I start with a succinct description of the classical view on what types of visual stimuli trigger activity in neurons along the ventral visual cortex. I introduce state-of-the-art standard computational models of vision and consider them as a basic null hypothesis to evaluate neuronal tuning properties and potential semantic influences, particularly in the context of visual categorization tasks. Next, I provide a few examples of how top-down signals can modulate responses along the ventral visual cortex while emphasizing that we have a long way to go to understand the role of common knowledge on visual processing. I conclude by discussing critical Hilbert question in the field and a brief glimpse of the ample opportunities and challenges ahead.

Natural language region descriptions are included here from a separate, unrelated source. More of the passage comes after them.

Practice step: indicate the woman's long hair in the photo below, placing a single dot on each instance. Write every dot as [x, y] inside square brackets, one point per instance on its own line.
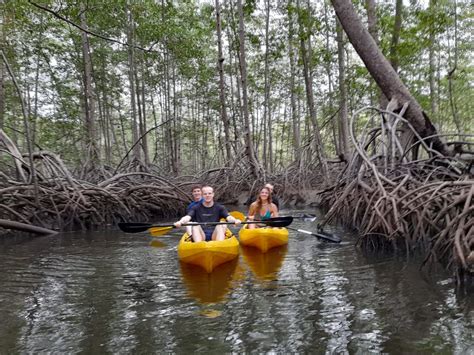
[259, 199]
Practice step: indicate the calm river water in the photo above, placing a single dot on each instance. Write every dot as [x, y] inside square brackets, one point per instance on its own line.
[110, 292]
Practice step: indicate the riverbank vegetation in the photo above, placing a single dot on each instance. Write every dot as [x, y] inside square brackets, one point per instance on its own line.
[112, 110]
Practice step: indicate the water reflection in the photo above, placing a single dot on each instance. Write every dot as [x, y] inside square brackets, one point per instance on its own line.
[265, 266]
[208, 287]
[157, 243]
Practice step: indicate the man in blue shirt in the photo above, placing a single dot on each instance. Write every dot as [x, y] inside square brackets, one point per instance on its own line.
[197, 199]
[207, 211]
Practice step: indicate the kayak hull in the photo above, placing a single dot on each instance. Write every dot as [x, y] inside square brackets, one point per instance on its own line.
[263, 238]
[208, 255]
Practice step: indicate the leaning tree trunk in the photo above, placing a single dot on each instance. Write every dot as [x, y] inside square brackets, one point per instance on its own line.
[383, 73]
[89, 98]
[220, 66]
[243, 73]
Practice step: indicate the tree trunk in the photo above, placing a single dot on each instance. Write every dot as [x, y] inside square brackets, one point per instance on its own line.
[308, 79]
[384, 74]
[2, 68]
[294, 113]
[432, 65]
[396, 35]
[268, 154]
[343, 119]
[220, 67]
[89, 99]
[243, 77]
[452, 102]
[131, 80]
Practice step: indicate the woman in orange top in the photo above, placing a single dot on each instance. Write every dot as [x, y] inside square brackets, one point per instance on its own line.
[262, 208]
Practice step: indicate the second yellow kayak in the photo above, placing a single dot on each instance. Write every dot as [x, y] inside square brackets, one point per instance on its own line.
[263, 238]
[208, 255]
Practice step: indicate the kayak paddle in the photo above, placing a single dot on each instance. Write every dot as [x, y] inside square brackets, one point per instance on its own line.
[304, 217]
[137, 227]
[320, 235]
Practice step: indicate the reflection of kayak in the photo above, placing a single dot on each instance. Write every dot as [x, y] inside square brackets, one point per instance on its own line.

1 Assumptions and definitions

I focus here on triggering activity in the sense of firing rates defined as spike counts in short windows spanning tens of milliseconds. This is by no means the only or agreed upon relevant property of cortical neurons, there has been extensive discussion about neural codes (see for example, Kreiman, 2004). A neuron might contribute to representing information by firing only a few spikes at a precise time in concert with other spikes in the network. A neuron may also represent information by not firing, in the same way that Sherlock Holmes intuited who the murderer was by attending to the dog that did not bark. Additionally, in non-invasive studies, there are multiple experimental techniques that measure non-neuronal signals that are less well understood and which are difficult to interpret directly in terms of neuronal firing rates. The general flavor of the discussion here could well be extended to other neural codes, but in the interest of simplicity we understand the question in the title to indicate what type of sensory inputs lead to high firing rates for a given cortical neuron.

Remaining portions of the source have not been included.